1.Camarasa MA, Ollé G, Serra-Prat M, et al. Efficacy of aminocaproic, tranexamic acis in the control of bleeding during total knee replacement: a randomized clinical trial. Br J Anaesth 2006; 96: 576-582.

2.Thomas D, Wareham K, Cohen D, Hutching H. Autologous blood transfusion in total knee replacement surgery. Br J Anaesth 2001; 86: 669- 673.

3.Muñoz M, Ariza D, Garcerán MJ, Gómez A, Campos A. Benefits of postoperative shed blood reinfusion in patients undergoing unilateral total knee replacement. Arch Orthop Trauma Surg 2005; 125: 385-389.

4.Woolson ST, Wall WW. Autologous blood transfusion after total knee arthroplasty. A randomized, prospective study comparing predonated and postoperative salvage blood. J Arthroplasty 2003: 18: 243-249.

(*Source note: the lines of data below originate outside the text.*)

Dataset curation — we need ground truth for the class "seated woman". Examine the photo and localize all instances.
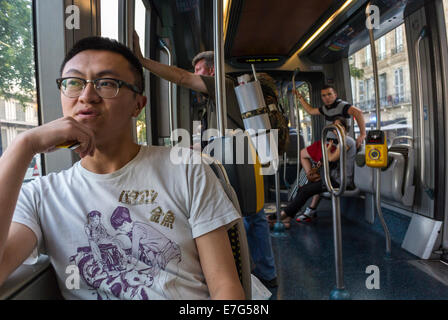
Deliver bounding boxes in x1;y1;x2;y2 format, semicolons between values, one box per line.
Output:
280;117;356;229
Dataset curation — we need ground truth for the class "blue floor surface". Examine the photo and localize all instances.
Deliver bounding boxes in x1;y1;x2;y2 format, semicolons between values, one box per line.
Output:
271;211;448;300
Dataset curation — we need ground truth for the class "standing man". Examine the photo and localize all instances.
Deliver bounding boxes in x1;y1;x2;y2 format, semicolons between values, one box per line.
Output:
295;85;366;148
134;32;244;137
134;32;277;288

5.Rosencher N, Kerkkamp HE, Macheras G, et al. Orthopedic Surgery Transfusion Hemoglobin European Overview (OSTHEO) study: blood management in elective knee and hip arthroplasty in Europe. Transfusion 2003; 43: 459 -469.

6.Cuenca J, Garcia-Erce JA, Martinez F, et al. Preoperative haematinics and transfusion protocol reduce the need for transfusion after total knee replacement. Int J Surg (in press).

7.Cuenca J, Garcia-Erce JA, Martinez F, et al. Perioperative intravenous iron, with or without erythropoietin, plus restrictive transfusion protocol reduce the need for allogeneic blood after knee replacement surgery. Transfusion (in press).